愣愣的看着那團白色毛球,韓越自始至終冷冷的臉上,此刻也不由露出了一個驚訝的表情。
而蘇婉若則暗中苦笑着俯首,無奈的看着腳邊一臉幽怨的雪音,原本想要在衆目睽睽之下矇混過去的想法,頓時宣告破滅。
見蘇婉若無奈的與白狼對視着,雲錦忙大步自馬上跨了下來,目
光溫和的看向韓越道:“這是東海的異種神犬,是皇嫂自幼的玩伴。此次遠嫁中州,皇嫂捨不得將它留在弦月,便一同帶了過來。
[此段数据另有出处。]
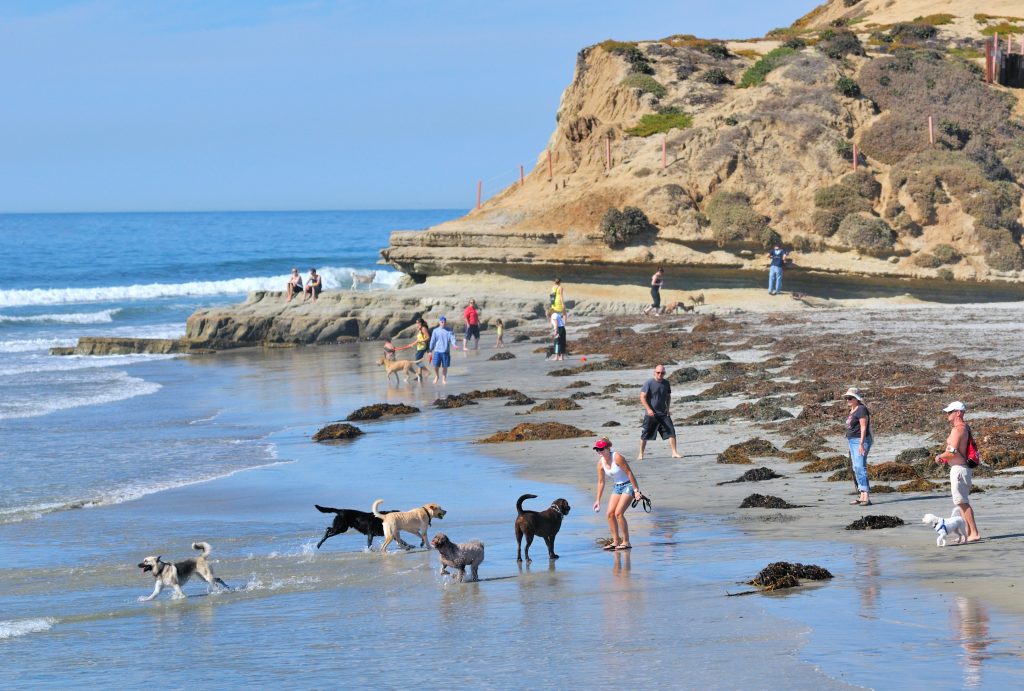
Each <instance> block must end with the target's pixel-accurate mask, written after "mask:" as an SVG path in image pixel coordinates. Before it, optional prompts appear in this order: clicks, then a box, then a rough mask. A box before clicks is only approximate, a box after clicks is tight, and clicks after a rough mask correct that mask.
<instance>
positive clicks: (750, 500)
mask: <svg viewBox="0 0 1024 691" xmlns="http://www.w3.org/2000/svg"><path fill="white" fill-rule="evenodd" d="M739 508H740V509H802V508H803V507H802V506H801V505H799V504H790V503H788V502H786V501H785V500H782V499H779V498H778V496H772V495H771V494H750V495H749V496H746V499H744V500H743V502H742V504H740V505H739Z"/></svg>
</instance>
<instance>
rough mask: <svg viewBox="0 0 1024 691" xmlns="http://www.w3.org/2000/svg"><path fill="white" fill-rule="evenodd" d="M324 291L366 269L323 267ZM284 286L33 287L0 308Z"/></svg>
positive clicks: (284, 285)
mask: <svg viewBox="0 0 1024 691" xmlns="http://www.w3.org/2000/svg"><path fill="white" fill-rule="evenodd" d="M318 270H319V272H321V275H322V276H323V280H324V290H339V289H346V290H347V289H349V288H351V285H352V272H353V271H355V272H358V273H367V272H368V271H367V270H359V269H353V268H350V267H344V266H342V267H337V266H325V267H323V268H321V269H318ZM401 276H402V274H401V273H399V272H398V271H385V270H378V271H377V275H376V276H375V277H374V286H377V287H379V288H393V287H394V286H395V285H396V284H397V283H398V280H399V279H400V278H401ZM287 283H288V275H287V274H282V275H276V276H247V277H242V278H228V279H225V280H194V282H186V283H181V284H135V285H132V286H99V287H96V288H51V289H44V288H34V289H32V290H0V307H24V306H31V305H66V304H80V303H88V302H125V301H130V300H153V299H156V298H173V297H212V296H216V295H244V294H246V293H249V292H251V291H281V290H284V288H285V285H286V284H287Z"/></svg>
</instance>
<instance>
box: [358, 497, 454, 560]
mask: <svg viewBox="0 0 1024 691" xmlns="http://www.w3.org/2000/svg"><path fill="white" fill-rule="evenodd" d="M383 503H384V500H377V501H376V502H374V506H373V512H374V516H376V517H377V518H379V519H381V522H382V523H383V527H384V543H383V544H382V545H381V554H387V546H388V545H390V544H391V543H392V542H397V543H398V544H399V545H402V541H401V538H400V536H399V533H400V532H401V531H402V530H404V531H406V532H415V533H416V534H417V535H419V536H420V547H426V548H427V549H428V550H429V549H430V547H429V544H428V542H427V528H428V527H429V526H430V523H431V522H432V521H433V519H435V518H438V519H440V518H444V514H446V513H447V512H446V511H444V510H443V509H441V507H440V505H438V504H425V505H423V506H422V507H419V508H418V509H411V510H409V511H393V512H391V513H389V514H384V513H381V512H380V511H379V509H380V506H381V504H383ZM406 549H409V548H408V547H407V548H406Z"/></svg>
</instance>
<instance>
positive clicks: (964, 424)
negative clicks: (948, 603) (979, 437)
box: [935, 400, 981, 543]
mask: <svg viewBox="0 0 1024 691" xmlns="http://www.w3.org/2000/svg"><path fill="white" fill-rule="evenodd" d="M942 412H943V413H945V414H946V419H947V420H948V421H949V424H950V425H951V426H952V429H950V430H949V436H948V437H947V438H946V450H944V451H943V452H942V454H939V455H938V456H936V457H935V462H936V463H945V464H948V465H949V488H950V491H951V492H952V496H953V504H955V505H956V506H957V507H958V508H959V510H961V514H962V515H963V516H964V522H965V523H966V524H967V542H969V543H974V542H977V541H979V539H981V533H979V532H978V524H977V523H975V522H974V509H972V508H971V476H972V473H971V469H972V468H974V467H975V466H977V465H978V451H977V446H975V444H974V437H973V436H972V435H971V428H970V427H968V426H967V423H966V422H964V414H966V413H967V405H965V404H964V403H963V402H961V401H958V400H954V401H953V402H951V403H949V405H946V406H945V407H944V408H942Z"/></svg>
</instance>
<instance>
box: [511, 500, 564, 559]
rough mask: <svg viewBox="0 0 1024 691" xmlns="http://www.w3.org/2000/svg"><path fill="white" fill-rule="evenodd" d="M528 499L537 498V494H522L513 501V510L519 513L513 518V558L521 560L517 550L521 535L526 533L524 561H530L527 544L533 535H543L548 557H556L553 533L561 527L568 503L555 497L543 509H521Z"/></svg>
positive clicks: (561, 525)
mask: <svg viewBox="0 0 1024 691" xmlns="http://www.w3.org/2000/svg"><path fill="white" fill-rule="evenodd" d="M528 499H537V494H523V495H522V496H520V498H519V501H518V502H516V503H515V510H516V511H517V512H518V513H519V516H518V517H517V518H516V519H515V542H516V549H515V560H516V561H522V556H521V555H520V554H519V550H520V548H522V536H523V535H526V561H532V560H531V559H530V558H529V546H530V545H532V544H534V536H535V535H540V536H541V537H544V542H545V543H547V545H548V558H549V559H558V555H557V554H555V535H557V534H558V530H559V529H560V528H561V527H562V517H563V516H567V515H568V513H569V503H568V502H566V501H565V500H563V499H556V500H555V501H554V502H552V503H551V506H550V507H549V508H548V509H546V510H544V511H528V510H526V511H523V508H522V503H523V502H524V501H526V500H528Z"/></svg>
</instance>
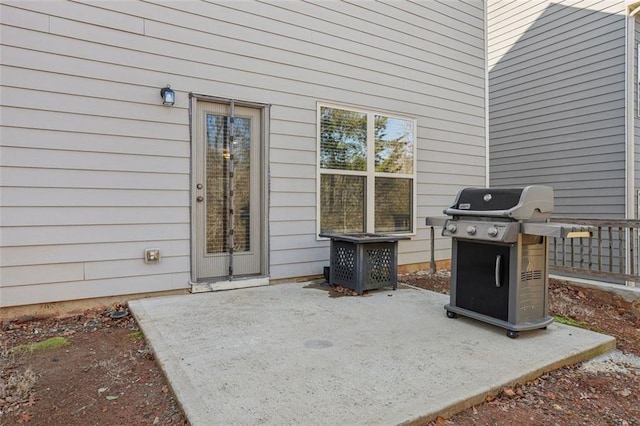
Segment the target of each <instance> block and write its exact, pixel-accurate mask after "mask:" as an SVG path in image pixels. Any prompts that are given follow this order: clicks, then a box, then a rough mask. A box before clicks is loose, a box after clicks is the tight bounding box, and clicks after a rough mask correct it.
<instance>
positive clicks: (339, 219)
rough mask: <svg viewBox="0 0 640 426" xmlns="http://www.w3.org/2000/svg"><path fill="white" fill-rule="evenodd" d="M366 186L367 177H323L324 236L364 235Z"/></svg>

”
“神犬?玩伴?”挑眉對上雲錦的雙眼,韓越臉色沉沉的看着眼前一臉“誠實”的雲錦,良久,眼底閃過一抹灼熱的暗光……
這明明是王爺身邊的白狼雪音,怎得變成王妃的玩伴了?如此說辭,當他是傻子不成?
而云錦則像是沒有看到般,仍笑的一臉風輕雲淡……
這是雲錦與蘇婉若後來細細商量的結果,畢竟白狼通常都活躍於北方,若說弦月國的相府千金竟與狼爲伍,怎麼聽都有些不可信。倒不如說成是東海異犬。
反正見過雪音的人本就不多,要矇混過去還是比較容易的事情。
只是,沒想到這第一步就漏了陷,雲錦此刻也跟蘇婉若一樣,無奈的看着蘇婉若腳邊寸步不離的雪音,暗暗苦笑起來。
就在雙方僵持不下的時候,蘇婉若突然輕笑了一聲,伸手摸了摸雪音毛茸茸的大頭,和氣的朝韓越道:“韓管家,本王妃的雪音可是有哪裡不妥嗎?”
說着,便見雪音竟用頭蹭了蹭蘇婉若的柔弱纖細的手指,而後搖着大條的尾巴,朝着蘇婉若“汪汪”了幾聲,目光“溫和”的朝韓越看去。
韓越見蘇婉若雖面色溫和,卻拿出了王妃的身份,便也不好再攔,冷眸看了一眼旁邊笑的無辜的雲錦和目露威脅的雪音,只得垂首道:“是屬下唐突了,請王妃先行入府。稍後……屬下同七爺一起帶神犬去趟後廚,吩咐廚子做些肉食過來。”
話畢,雲錦突然笑着插嘴道:“也好,雪音最愛吃新鮮的紅燒排骨,這習慣想來韓管家過幾日便就知道了,稍後我同韓管家親自去挑,包管雪音吃的滿意。”
說完,雲錦便含笑着朝韓越挑了挑眉,而後大步跨過韓越,當先朝府中走去。
韓越緊隨其後,一張俊臉再次冷了下來……這府中誰不知道雪音的口味,雲錦如此說,便是打算一心要替王妃瞞到底了。
就在衆人浩浩蕩蕩的邁進翊王府的大門時,不遠處的角落中,一身黑色勁裝的精壯男子緩步自陰影中邁了出來。
“呵呵,翊王妃?似乎有點意思……”男子張口而笑,笑容如同雪域中的野狼般,冰冷狠絕。
重重疊疊的迴廊,朝王府深處蔓延。迴廊的盡頭,韓越終於帶着衆人在一處院落外停了下來,朝蘇婉若躬身道:“此處便是王妃的居所了,屬下已經遣了丫鬟僕從打掃,還請王妃安心住下。”
“有勞韓管家。”
蘇婉若擡頭看了看面前的院落,只見此處的亭臺樓閣雖不如蘇府那般秀麗精緻,卻因爲是正院的緣故,顯得格外明亮大氣,隱隱透出幾分正妃的威嚴。
隨蘇婉若而來的衆人很快便在院中各自安頓下來。韓越告辭退了下去,雲錦一見到韓越離開,便藉口自己的身份不便,帶了一臉不情願的雪音朝後廚方向走去。
正堂中,突然就安靜了下來。
蘇婉若放鬆的揉了揉有些僵硬的肩膀,見一旁的蘇兒已經沏了茶水上來,剛要笑着開口。卻見門外,兩名喜娘打扮的人連同幾名丫鬟,快步朝這邊走來。
蘇婉若見此,剛剛鬆懈的肩膀突然一僵,無奈的再次端坐了起來。